Growing Up in Taiwan: Counterfactual Models of Part-Time Work, Romantic Relationships, and Crime among Taiwanese Youth

Callahan, Richard D. 2015. "Growing Up in Taiwan: Counterfactual Models of Part-Time Work, Romantic Relationships, and Crime among Taiwanese Youth." PhD Dissertation, Department of Sociology, University of Washington.
Committee Ross Matsueda (Chair), Peter D. Hoff (GSR), William Lavely, Gary Hamilton, Thomas R. Richardson (Statistics, University of Washington), Min Li (College of Education, University of Washington).

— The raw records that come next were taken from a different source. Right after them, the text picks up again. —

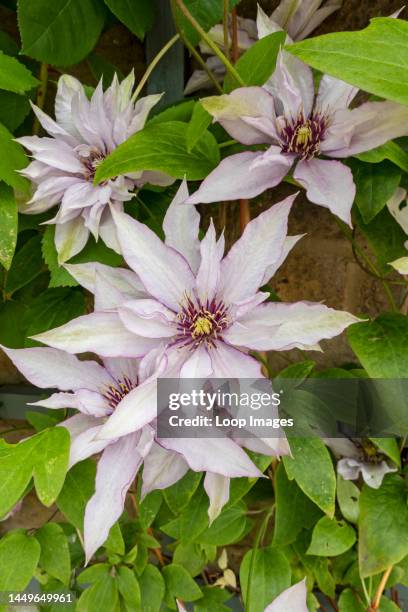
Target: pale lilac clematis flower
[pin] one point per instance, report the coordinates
(298, 128)
(293, 599)
(296, 17)
(360, 458)
(65, 162)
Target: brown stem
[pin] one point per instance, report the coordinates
(377, 599)
(41, 94)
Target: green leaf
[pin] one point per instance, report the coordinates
(390, 150)
(152, 588)
(382, 345)
(178, 495)
(8, 225)
(129, 587)
(61, 33)
(60, 277)
(27, 264)
(367, 59)
(12, 159)
(348, 495)
(200, 121)
(331, 538)
(78, 488)
(179, 584)
(51, 463)
(53, 308)
(385, 237)
(383, 525)
(162, 147)
(15, 76)
(375, 185)
(350, 602)
(137, 15)
(13, 109)
(55, 558)
(258, 63)
(270, 576)
(102, 595)
(19, 555)
(206, 12)
(312, 468)
(294, 510)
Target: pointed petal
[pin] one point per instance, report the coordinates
(217, 488)
(328, 183)
(148, 318)
(163, 271)
(99, 332)
(137, 409)
(277, 326)
(161, 469)
(229, 362)
(116, 471)
(70, 238)
(293, 598)
(239, 176)
(47, 367)
(181, 225)
(218, 455)
(260, 247)
(374, 123)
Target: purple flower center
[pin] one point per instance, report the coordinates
(303, 136)
(117, 392)
(201, 322)
(90, 158)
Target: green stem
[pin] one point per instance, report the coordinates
(153, 65)
(258, 539)
(216, 50)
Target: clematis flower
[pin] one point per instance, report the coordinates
(298, 128)
(97, 392)
(360, 457)
(291, 599)
(296, 17)
(65, 162)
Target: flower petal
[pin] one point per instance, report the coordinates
(181, 225)
(116, 471)
(277, 326)
(293, 598)
(217, 488)
(47, 367)
(238, 176)
(163, 271)
(99, 332)
(161, 469)
(329, 184)
(260, 247)
(218, 455)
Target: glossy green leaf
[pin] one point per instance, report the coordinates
(62, 32)
(383, 525)
(55, 557)
(78, 487)
(375, 184)
(162, 147)
(270, 576)
(331, 538)
(15, 76)
(312, 468)
(366, 59)
(258, 63)
(8, 225)
(137, 15)
(19, 555)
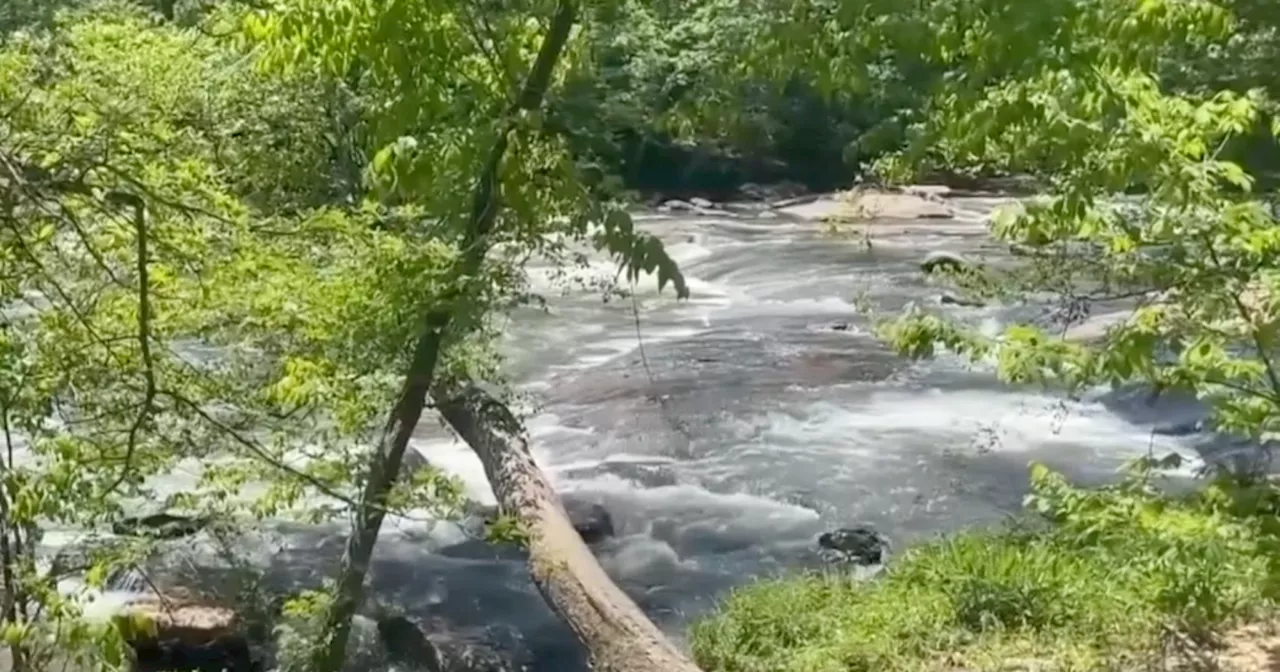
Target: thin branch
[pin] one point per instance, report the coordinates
(149, 374)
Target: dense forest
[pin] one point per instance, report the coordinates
(272, 238)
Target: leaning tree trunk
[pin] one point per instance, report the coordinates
(617, 635)
(389, 453)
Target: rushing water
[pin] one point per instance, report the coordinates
(725, 432)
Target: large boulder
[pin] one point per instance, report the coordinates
(854, 545)
(173, 634)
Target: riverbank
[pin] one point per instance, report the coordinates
(1114, 579)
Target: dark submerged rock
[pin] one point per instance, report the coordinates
(592, 520)
(438, 648)
(160, 525)
(858, 545)
(940, 259)
(182, 635)
(951, 300)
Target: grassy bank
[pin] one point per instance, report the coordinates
(1115, 579)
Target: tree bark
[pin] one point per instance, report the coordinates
(389, 452)
(617, 635)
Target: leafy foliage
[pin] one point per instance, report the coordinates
(1105, 585)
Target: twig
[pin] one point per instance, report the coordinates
(144, 337)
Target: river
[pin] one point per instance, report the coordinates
(725, 432)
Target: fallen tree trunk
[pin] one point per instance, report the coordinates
(617, 635)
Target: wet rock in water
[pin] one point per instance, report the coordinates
(858, 545)
(951, 300)
(590, 519)
(942, 259)
(676, 206)
(1185, 428)
(160, 525)
(439, 648)
(182, 635)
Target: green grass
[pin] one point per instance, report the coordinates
(1101, 586)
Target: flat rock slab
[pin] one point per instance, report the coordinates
(871, 205)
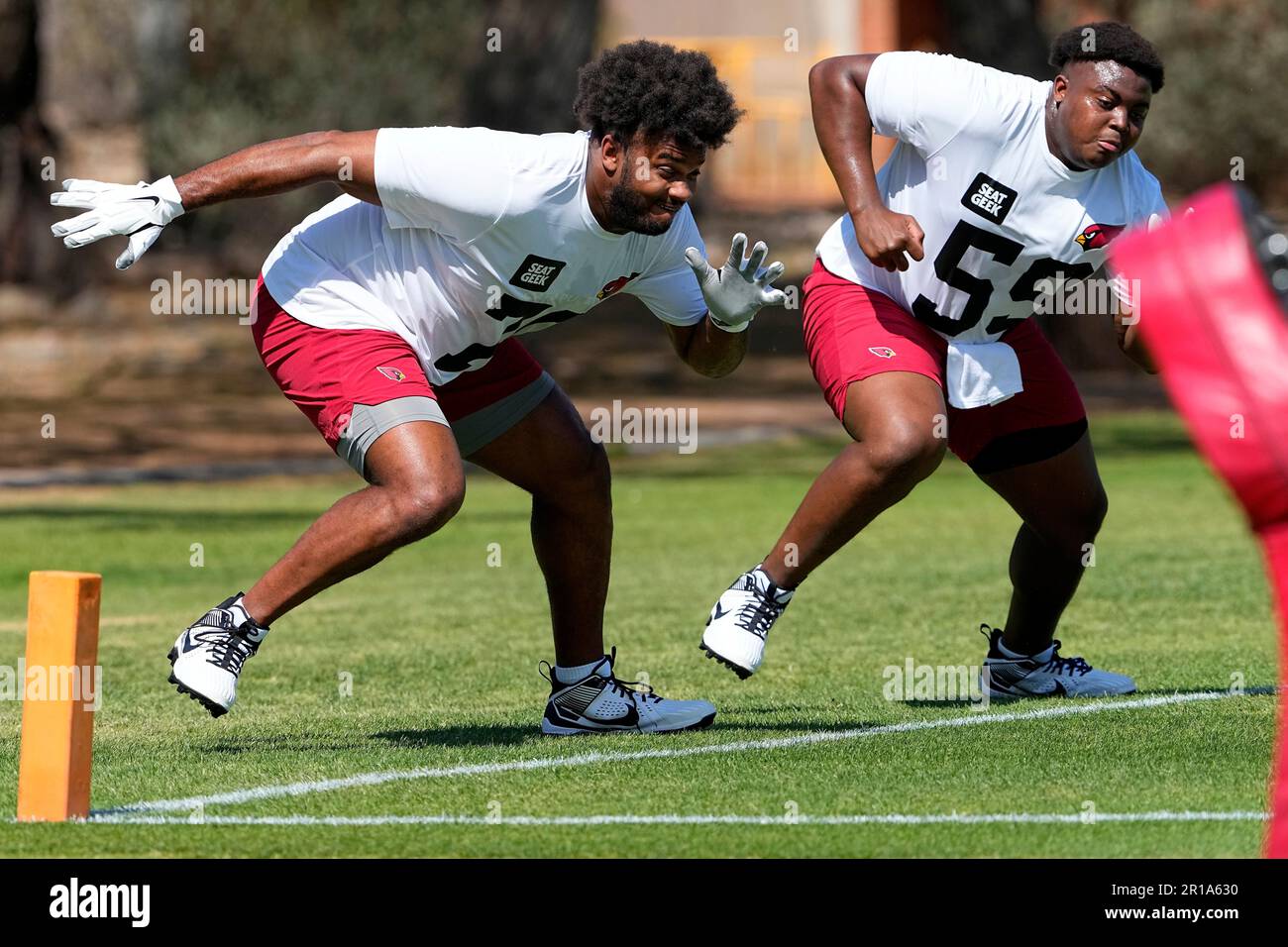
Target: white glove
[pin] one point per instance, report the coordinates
(137, 211)
(738, 290)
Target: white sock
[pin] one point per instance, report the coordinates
(764, 582)
(1044, 655)
(571, 676)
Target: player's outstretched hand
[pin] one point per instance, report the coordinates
(885, 236)
(137, 211)
(741, 287)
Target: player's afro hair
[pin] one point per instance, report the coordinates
(657, 89)
(1109, 40)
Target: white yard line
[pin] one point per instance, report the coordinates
(585, 759)
(679, 819)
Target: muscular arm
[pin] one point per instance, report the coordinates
(343, 158)
(707, 350)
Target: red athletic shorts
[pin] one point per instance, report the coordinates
(326, 371)
(853, 333)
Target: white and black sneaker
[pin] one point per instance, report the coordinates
(741, 620)
(601, 703)
(1044, 674)
(207, 656)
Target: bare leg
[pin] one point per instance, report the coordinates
(417, 483)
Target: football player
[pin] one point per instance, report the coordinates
(917, 322)
(390, 316)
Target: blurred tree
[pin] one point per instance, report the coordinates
(226, 75)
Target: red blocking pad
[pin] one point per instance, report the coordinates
(1220, 339)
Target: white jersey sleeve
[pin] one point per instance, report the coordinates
(452, 180)
(673, 292)
(926, 99)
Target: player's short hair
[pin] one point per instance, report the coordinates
(1109, 40)
(657, 89)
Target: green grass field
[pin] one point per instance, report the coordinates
(442, 651)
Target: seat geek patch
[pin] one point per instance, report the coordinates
(991, 198)
(536, 273)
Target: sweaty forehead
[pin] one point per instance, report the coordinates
(1109, 73)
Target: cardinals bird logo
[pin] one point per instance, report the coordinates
(1099, 235)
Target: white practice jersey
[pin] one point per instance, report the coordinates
(481, 235)
(1001, 213)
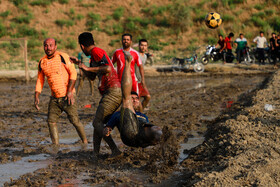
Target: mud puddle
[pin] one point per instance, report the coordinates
(29, 164)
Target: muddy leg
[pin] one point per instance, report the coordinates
(53, 133)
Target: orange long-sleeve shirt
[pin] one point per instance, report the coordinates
(58, 69)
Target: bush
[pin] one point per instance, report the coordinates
(275, 23)
(5, 14)
(118, 13)
(23, 18)
(112, 42)
(118, 29)
(62, 22)
(24, 30)
(71, 44)
(63, 1)
(3, 30)
(93, 21)
(41, 2)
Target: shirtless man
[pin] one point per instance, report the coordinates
(134, 127)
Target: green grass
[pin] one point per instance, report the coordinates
(5, 14)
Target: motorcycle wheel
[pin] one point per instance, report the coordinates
(204, 60)
(198, 67)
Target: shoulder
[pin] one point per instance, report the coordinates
(133, 51)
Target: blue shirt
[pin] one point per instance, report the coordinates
(115, 119)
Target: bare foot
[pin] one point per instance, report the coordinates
(107, 131)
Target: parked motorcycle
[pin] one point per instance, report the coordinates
(213, 54)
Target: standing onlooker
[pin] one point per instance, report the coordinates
(143, 91)
(85, 60)
(261, 44)
(61, 75)
(272, 41)
(277, 49)
(228, 42)
(241, 44)
(221, 42)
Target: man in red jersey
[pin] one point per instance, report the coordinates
(61, 75)
(119, 58)
(109, 87)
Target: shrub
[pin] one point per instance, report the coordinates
(3, 30)
(118, 29)
(71, 44)
(5, 14)
(41, 2)
(24, 30)
(23, 18)
(275, 23)
(63, 1)
(63, 22)
(93, 21)
(227, 18)
(118, 13)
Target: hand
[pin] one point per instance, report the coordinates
(82, 66)
(36, 103)
(74, 60)
(70, 98)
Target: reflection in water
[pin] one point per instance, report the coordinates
(25, 165)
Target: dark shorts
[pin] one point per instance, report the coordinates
(142, 91)
(132, 132)
(109, 103)
(57, 106)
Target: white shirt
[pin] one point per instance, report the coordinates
(261, 41)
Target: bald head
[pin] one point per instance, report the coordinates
(50, 46)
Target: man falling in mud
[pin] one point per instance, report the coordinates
(109, 88)
(134, 127)
(61, 75)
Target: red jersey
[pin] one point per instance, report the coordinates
(109, 80)
(120, 59)
(228, 43)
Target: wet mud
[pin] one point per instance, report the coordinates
(187, 108)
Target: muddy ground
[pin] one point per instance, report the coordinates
(241, 144)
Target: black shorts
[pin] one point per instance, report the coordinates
(132, 132)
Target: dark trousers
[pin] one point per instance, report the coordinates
(260, 52)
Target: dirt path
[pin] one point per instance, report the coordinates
(241, 138)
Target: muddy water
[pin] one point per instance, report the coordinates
(184, 105)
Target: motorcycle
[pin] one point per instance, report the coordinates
(179, 64)
(213, 54)
(247, 56)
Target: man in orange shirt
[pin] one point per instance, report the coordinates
(61, 75)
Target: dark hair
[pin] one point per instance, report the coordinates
(142, 40)
(86, 39)
(127, 34)
(134, 93)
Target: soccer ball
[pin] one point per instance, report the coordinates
(213, 20)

Using marginal structural models for counterfactual inference and Bayesian Item Response Theory (IRT) models, this dissertation investigates the effect of two turning points in the life course, work and marriage, on deviance for Taiwanese youth between the ages of 15 and 26. The research draws on the Taiwan Youth Project (TYP) survey, a longitudinal study of youth in Taiwan that presents challenges for the analysis of crime because the survey items that measure deviance change with each wave. The dissertation overcomes this problem through a novel application of Bayesian IRT models to the measurement of crime. For the first time in criminology research, vertical scaling methods from the field of educational assessment are used to place latent IRT measures of deviance from different waves onto a common scale, allowing for the analysis of within-individual change in delinquency. A Bayesian approach is both necessary given the large numbers of respondents each wave reporting zero deviant acts (a situation that leads to violations of frequentist IRT model assumptions in the case of the TYP data), and also makes possible a new approach for minimizing measurement error during vertical scaling using Dijkstra’s algorithm. Substantively, work among Taiwanese youth of high school and college age causes an increase in deviance, while variability in work intensity and extensity does not explain variability in deviance. The findings also reinforce the importance of social control in Chinese culture: youth with low parental monitoring experience a strong, positive, causal effect of work on deviance, while for those with high parental monitoring, getting a part-time job does not cause any appreciable change in delinquency. Concerning romantic relationships, the intent to marry (either in general or one’s dating partner) has a spurious association with deviance. Limitations of the available data restrict analyses of the impact of marriage on desistence to an analysis of smoking, and while Taiwanese who are married tend to not smoke, getting married does not actually cause people to quit. Overall, the findings suggest that for Taiwanese youth, school and family bonds affect both the timing of work and marriage and their subsequent effect on deviance.